そして【別紙4】では、「2019年度 輸送密度(平均通過人員)」が記され、1987(S62)~2017(H29)年は10年刻み、その後は1年刻み(参考なのか2020(R2)年度まで)の数字が並ぶ。開示各線区は全て、民営化の時点ですでに5,000人/日には達しておらず、3ケタの路線も少なくないが、それにしても、10年刻みで利用が激減しているのには驚かされる。大糸線は、平成時代までは関西からの〔シュプール号〕直通運転もあったが、短期間の行楽輸送では持ちこたえられないのか、昭和~平成の10年間ですでに、1/3に減少している。山陰本線の益田~長門市間及び長門市~小串(・仙崎)間も、特急〔いそかぜ〕がなくなった1997(H9)~2007(H19)年の10年間で、一気に半分程度に落ちている(むろん、特急1往復だけで支え切れるものでもないが)。因美線も、急行〔砂丘〕が1997(H19)年11月改正で特急〔いなば〕となり、智頭急行経由に変更された事があるはず、次の10年間で1/4強に落ち込んでいます。

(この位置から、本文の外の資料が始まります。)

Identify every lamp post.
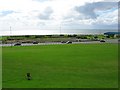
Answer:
[10,26,12,47]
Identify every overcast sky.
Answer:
[0,0,119,35]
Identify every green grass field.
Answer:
[2,44,118,88]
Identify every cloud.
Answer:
[0,10,15,16]
[75,2,118,19]
[38,7,53,20]
[32,0,53,2]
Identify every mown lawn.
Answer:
[2,44,118,88]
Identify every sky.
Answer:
[0,0,119,35]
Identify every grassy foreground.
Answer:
[2,44,118,88]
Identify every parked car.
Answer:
[66,41,72,44]
[100,40,105,42]
[33,41,38,44]
[14,43,21,46]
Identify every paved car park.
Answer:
[0,39,118,46]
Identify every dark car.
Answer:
[66,41,72,44]
[14,43,21,46]
[33,41,38,44]
[100,40,105,42]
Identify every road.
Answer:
[0,39,118,46]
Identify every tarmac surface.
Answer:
[0,39,118,46]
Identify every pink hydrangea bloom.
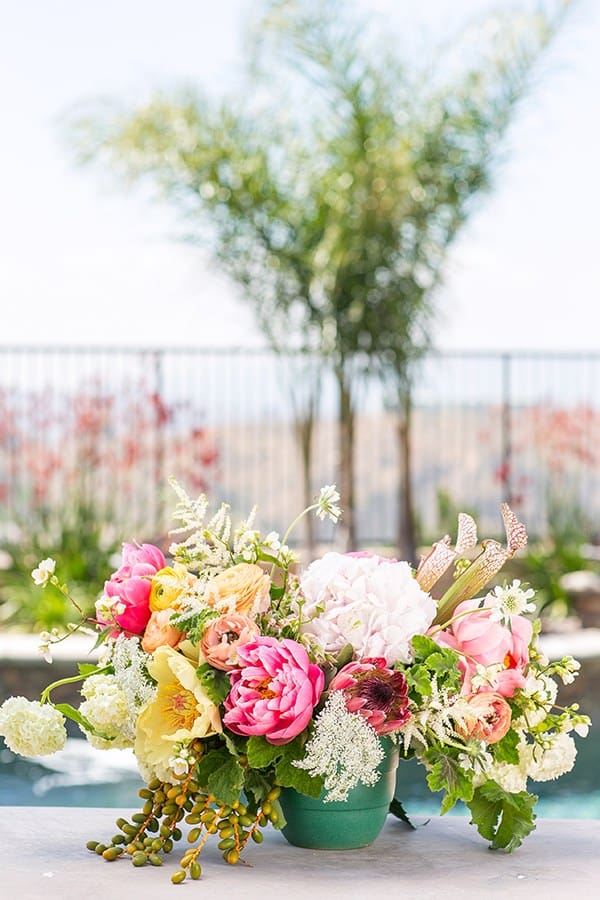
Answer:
[434,600,533,697]
[98,544,165,634]
[223,637,325,744]
[329,658,410,734]
[301,553,436,665]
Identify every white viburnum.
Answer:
[0,697,67,756]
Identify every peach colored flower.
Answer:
[142,609,184,653]
[204,563,271,615]
[456,691,511,744]
[200,613,260,672]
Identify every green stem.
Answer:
[40,666,111,703]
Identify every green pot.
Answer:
[279,739,398,850]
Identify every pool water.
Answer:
[0,729,600,819]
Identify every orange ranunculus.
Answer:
[204,563,271,616]
[457,691,511,744]
[142,609,184,653]
[200,613,260,672]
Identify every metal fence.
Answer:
[0,347,600,544]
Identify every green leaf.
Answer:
[196,747,232,788]
[467,781,537,853]
[275,759,323,799]
[390,797,417,831]
[246,735,289,769]
[52,703,115,741]
[406,665,431,697]
[196,663,231,706]
[206,756,244,806]
[425,748,473,815]
[494,728,520,765]
[244,769,273,806]
[77,663,106,678]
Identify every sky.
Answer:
[0,0,600,351]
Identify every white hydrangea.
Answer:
[527,733,577,781]
[79,675,135,750]
[0,697,67,756]
[301,552,436,665]
[293,691,384,802]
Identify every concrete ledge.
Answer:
[0,807,600,900]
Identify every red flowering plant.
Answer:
[0,482,589,883]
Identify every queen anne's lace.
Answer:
[293,691,384,802]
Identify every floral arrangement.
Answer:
[0,481,590,883]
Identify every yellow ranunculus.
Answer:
[204,563,271,616]
[150,563,192,612]
[134,646,222,781]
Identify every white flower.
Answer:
[484,578,535,624]
[292,691,384,802]
[527,734,577,781]
[315,484,342,522]
[31,556,56,585]
[300,553,436,665]
[79,675,135,750]
[0,697,67,756]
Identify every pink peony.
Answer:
[98,544,165,634]
[435,600,533,697]
[223,637,325,744]
[457,691,512,744]
[200,613,260,672]
[329,658,410,734]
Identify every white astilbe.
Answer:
[293,691,384,802]
[398,677,473,753]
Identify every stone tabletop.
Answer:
[0,806,600,900]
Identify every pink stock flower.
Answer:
[457,691,512,744]
[223,637,325,744]
[200,613,260,672]
[434,600,533,697]
[329,657,410,734]
[98,544,165,634]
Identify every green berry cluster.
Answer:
[87,744,281,884]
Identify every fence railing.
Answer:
[0,347,600,544]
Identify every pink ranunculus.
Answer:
[457,691,512,744]
[200,613,260,672]
[223,637,325,744]
[329,657,410,734]
[98,544,165,636]
[434,600,533,697]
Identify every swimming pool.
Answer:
[0,729,600,819]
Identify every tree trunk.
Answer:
[294,414,316,560]
[398,387,417,565]
[335,364,356,551]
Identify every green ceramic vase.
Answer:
[279,739,398,850]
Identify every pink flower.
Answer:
[98,544,165,634]
[200,613,260,672]
[435,600,533,697]
[142,608,185,653]
[329,657,410,734]
[456,691,512,744]
[223,637,325,744]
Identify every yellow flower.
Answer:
[204,563,271,616]
[134,645,222,781]
[150,564,192,612]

前述の芸備線・東城~備後落合間は、民営化時点でも476人/日と、すぐに廃止になってもおかしくなかった数字だった。芸備線の一部分だったから見過ごされてきたのだろう。当時は急行〔たいしゃく〕(備後落合より南だけ)の広島直通もあったりしたが、次の10年間で、一気に100人/日に落ちている。コロナ禍前の2018(H30)年で既に9人/日で、ひょっとしたら、北海道以上に深刻な区間、なのではないか?
総合していうと、これらの線区は、民営化の時点で既に特定地方交通線レベルの利用しかなく、それでも一部は特急や、民営化時点ではまだ相当数残っていた急行による、長距離輸送によって何とか支えられても来れたが、これらがなくなったら、地域輸送では到底維持できなくなる線区がほとんど、という構図が見えてきました。

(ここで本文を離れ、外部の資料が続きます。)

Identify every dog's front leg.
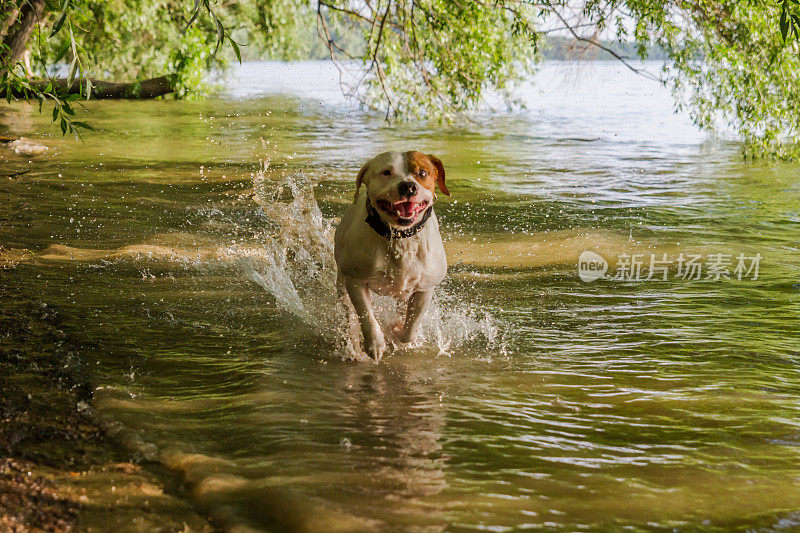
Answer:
[344,276,386,361]
[399,290,433,342]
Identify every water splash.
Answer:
[241,164,505,360]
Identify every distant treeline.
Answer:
[294,33,668,61]
[539,35,667,61]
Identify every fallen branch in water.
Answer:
[14,76,173,100]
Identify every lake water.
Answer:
[0,62,800,531]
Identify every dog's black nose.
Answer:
[397,181,417,198]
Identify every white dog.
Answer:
[334,151,450,361]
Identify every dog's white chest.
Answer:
[367,239,428,299]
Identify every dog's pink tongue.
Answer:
[394,201,414,218]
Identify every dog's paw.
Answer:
[397,328,419,344]
[364,336,386,363]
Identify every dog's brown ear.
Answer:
[353,161,370,202]
[428,155,450,196]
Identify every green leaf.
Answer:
[780,0,789,43]
[228,37,242,65]
[186,0,200,28]
[53,42,70,63]
[50,9,69,37]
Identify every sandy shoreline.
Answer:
[0,280,213,531]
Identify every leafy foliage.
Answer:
[0,0,800,158]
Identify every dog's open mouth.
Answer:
[377,199,428,226]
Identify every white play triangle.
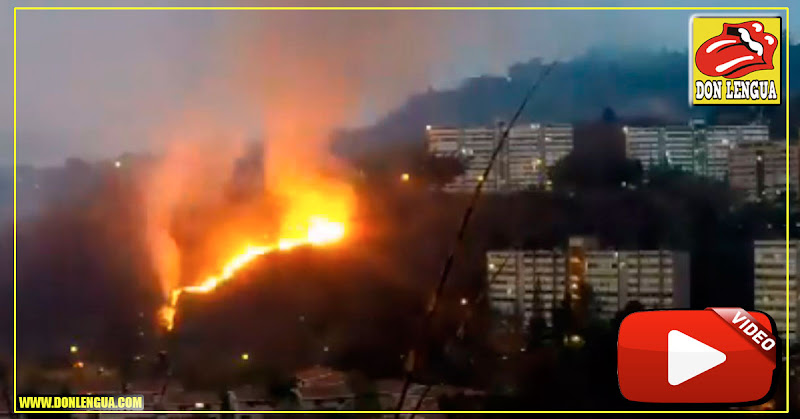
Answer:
[667,330,726,386]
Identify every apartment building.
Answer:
[426,124,573,192]
[486,237,689,326]
[623,120,769,180]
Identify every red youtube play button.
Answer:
[617,308,779,403]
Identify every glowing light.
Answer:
[158,216,345,332]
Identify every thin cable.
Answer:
[395,61,558,419]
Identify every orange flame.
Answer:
[158,216,345,331]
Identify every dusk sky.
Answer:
[0,0,800,166]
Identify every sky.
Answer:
[0,0,800,166]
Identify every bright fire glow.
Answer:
[159,216,345,331]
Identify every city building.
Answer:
[487,237,689,326]
[753,240,800,342]
[426,123,573,192]
[729,141,800,201]
[623,120,769,180]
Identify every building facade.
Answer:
[729,141,800,201]
[753,240,800,342]
[487,237,689,326]
[623,120,769,180]
[426,124,573,192]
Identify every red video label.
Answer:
[617,308,778,403]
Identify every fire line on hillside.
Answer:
[158,216,345,331]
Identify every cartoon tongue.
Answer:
[695,25,772,78]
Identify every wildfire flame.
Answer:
[158,216,345,331]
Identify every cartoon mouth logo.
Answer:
[694,20,778,79]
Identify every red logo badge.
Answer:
[617,308,779,403]
[695,20,778,79]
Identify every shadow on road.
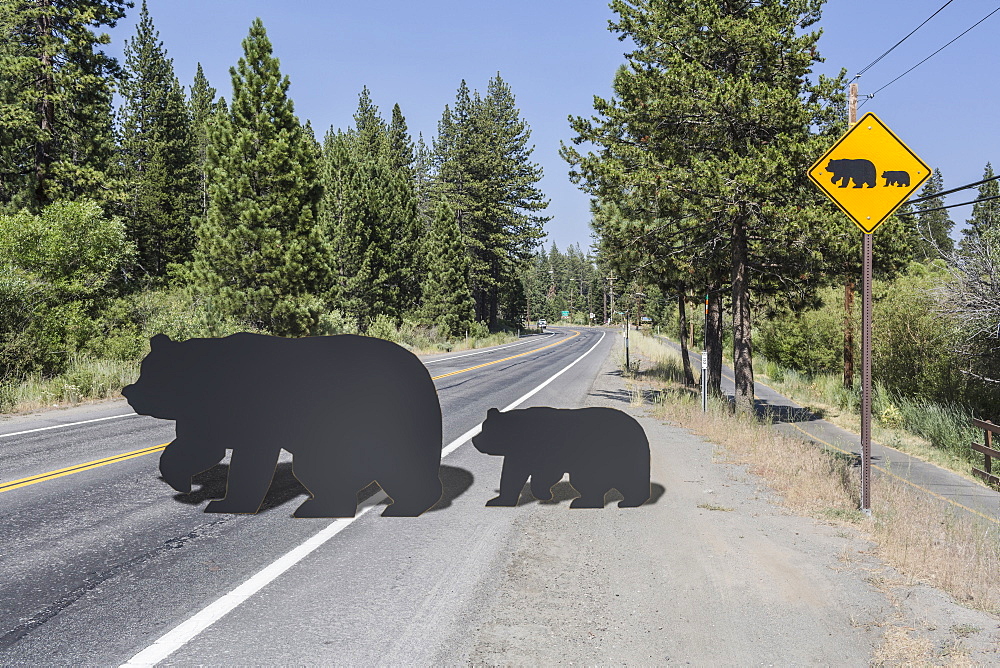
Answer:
[168,462,474,513]
[754,399,823,422]
[494,480,666,506]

別に参考資料があるが、「人口推移」は、JR西日本のエリア(近畿・北陸・中国)は全国平均を下回り、今後もそうなる、一方で自動車の保有台数は、近畿以外は1990(H2)年以降の3年間で全国平均を上回って増加し、北陸・中国は倍増したと。そして、高規格幹線(自動車専用道路など)の整備状況の図もあり、例えば中国地方は、民営化時点ではほぼ中国自動車道1本だけで、これだけでも中国山地の各線区には大打撃だが、その後山陽・山陰の路線や、それらを相互に結ぶ縦断道路が相次いで開通していて、低規格の鉄道では到底太刀打ちできない。これは近畿や北陸もそう。自動車専用道だけでなく、前述の木次線も、輸送量的には昔から輸送量が希少ながら特定地方交通線の対象から除外されたのは、並行する道路が未整備だったことがあった。が、1992(H4)年開通の「奥出雲おろちループ」を擁する国道314号線の整備は、木次線の維持の前提を壊してしまったのは、間違いないと考えられる。他にもこういう線区はあるでしょう。

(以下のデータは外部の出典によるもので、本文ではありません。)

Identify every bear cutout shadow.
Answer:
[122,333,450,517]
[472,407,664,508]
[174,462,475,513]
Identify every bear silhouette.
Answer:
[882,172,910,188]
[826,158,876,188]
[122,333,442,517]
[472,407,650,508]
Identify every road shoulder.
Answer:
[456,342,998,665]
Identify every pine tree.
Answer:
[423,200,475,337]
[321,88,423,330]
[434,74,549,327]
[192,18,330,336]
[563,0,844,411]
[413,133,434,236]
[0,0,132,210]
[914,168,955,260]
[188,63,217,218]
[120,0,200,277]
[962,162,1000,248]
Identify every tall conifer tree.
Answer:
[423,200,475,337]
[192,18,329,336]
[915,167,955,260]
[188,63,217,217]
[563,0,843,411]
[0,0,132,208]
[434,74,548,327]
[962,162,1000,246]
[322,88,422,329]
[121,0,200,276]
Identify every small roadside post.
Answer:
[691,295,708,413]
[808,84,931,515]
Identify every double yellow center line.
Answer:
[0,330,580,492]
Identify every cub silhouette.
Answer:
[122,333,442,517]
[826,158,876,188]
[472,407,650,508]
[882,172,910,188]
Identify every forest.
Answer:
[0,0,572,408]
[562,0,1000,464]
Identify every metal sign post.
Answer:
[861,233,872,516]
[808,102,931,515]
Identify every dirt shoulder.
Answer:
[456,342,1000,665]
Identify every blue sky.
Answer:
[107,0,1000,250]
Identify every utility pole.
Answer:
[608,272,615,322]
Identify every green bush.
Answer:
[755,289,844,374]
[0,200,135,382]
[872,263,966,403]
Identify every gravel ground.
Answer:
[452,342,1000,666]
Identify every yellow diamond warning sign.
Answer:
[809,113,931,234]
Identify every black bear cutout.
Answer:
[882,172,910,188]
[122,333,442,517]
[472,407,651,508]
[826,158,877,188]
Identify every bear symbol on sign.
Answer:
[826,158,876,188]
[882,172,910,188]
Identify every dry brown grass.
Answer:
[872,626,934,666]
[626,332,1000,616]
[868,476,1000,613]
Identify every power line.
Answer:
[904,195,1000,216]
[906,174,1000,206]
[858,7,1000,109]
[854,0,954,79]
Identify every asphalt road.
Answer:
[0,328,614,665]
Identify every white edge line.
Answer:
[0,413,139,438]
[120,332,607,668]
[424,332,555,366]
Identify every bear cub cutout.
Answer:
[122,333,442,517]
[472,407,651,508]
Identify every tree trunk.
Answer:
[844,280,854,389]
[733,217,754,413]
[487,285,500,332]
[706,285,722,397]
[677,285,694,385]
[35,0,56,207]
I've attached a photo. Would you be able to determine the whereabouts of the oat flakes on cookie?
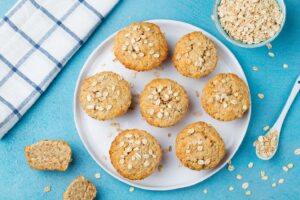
[24,140,72,171]
[176,122,225,170]
[201,73,250,121]
[63,176,97,200]
[80,71,131,120]
[140,78,189,127]
[109,129,162,180]
[172,32,218,78]
[114,22,169,71]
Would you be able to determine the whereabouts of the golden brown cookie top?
[201,73,250,121]
[109,129,162,180]
[173,32,218,78]
[140,78,189,127]
[176,122,225,170]
[80,71,131,120]
[114,22,169,71]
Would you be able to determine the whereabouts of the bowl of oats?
[213,0,286,48]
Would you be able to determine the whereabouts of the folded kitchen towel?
[0,0,118,138]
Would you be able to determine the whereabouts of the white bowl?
[213,0,286,48]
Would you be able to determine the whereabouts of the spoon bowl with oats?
[255,76,300,160]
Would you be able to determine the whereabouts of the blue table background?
[0,0,300,200]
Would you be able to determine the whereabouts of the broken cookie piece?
[24,140,72,171]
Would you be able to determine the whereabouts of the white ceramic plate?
[74,20,251,190]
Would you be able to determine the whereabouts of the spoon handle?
[274,76,300,132]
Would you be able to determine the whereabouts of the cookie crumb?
[248,162,254,169]
[245,190,251,196]
[294,148,300,156]
[44,186,51,193]
[94,172,101,179]
[268,52,275,58]
[278,178,285,184]
[257,93,265,99]
[236,174,243,180]
[129,187,134,192]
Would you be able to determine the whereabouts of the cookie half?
[109,129,162,180]
[24,140,72,171]
[80,71,131,120]
[63,176,97,200]
[201,73,250,121]
[114,22,169,71]
[140,78,189,127]
[176,122,225,170]
[172,32,218,78]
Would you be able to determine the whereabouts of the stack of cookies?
[80,22,250,180]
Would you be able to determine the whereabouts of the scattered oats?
[195,90,200,97]
[44,186,51,192]
[263,126,270,131]
[245,190,251,196]
[242,182,249,190]
[278,178,284,184]
[153,53,160,58]
[193,111,202,117]
[210,15,215,21]
[95,172,101,179]
[129,187,134,192]
[227,165,234,172]
[261,176,269,181]
[268,52,275,58]
[248,162,253,169]
[236,174,243,180]
[266,43,272,49]
[287,163,294,169]
[113,57,118,62]
[294,148,300,156]
[257,93,265,99]
[282,166,289,172]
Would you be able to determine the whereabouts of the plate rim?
[73,19,252,191]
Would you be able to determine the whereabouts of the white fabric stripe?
[0,0,117,138]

正直、ここまで書いてきた感触では、これら開示各線区に、明るい展望がほとんど感じられない。現在でも特急が走る幹線(紀勢本線・白浜~新宮間及び山口線+山陰本線・宮野~益田~出雲市間)は、ネットワーク維持のために必要と思われるから何とか維持の方策が建てられると思われる(思いたい)が、それ以外の路線は、どうなのだろう…。北海道と同じで、全路線が全てきれいさっぱり廃線になってしまうとも思わないが、逆に全路線が全て一転維持される事になるとも、ちょっと思いにくい。特に中国山地の各線区は、三江線の前例もあるだけに、覚悟を決めなければならないのではないかと思えます。
今後はこのデータを踏まえて、沿線の自治体がどう出るか、が焦点になると思われる。「なくなったら困る」「反対」という声は大きくなるかもしれないが、と言って国鉄時代末期のような、大規模な反対闘争にまで展開できるほどの体力が、自治体にあるのか。それに、既に高速道路網の整備の恩恵を受けていて、大都市への移動にも高速道路の利用(マイカー・高速バス)が一般的になっていると思われるのに、なおも鉄道の存続に固執するだけの理由を示せるだろうか?例えば広島県庄原市東城は、広島まで高速バスで3時間弱、大阪まで約4時間20分、長距離輸送に関しては、鉄道は意味をなさなくなっていて、それでも、小型バスでも空気輸送になりそうな利用者数しかない鉄道に、しがみつき続ける事が、できるだろうか?他地域でも、そのような場所は多いと思われる。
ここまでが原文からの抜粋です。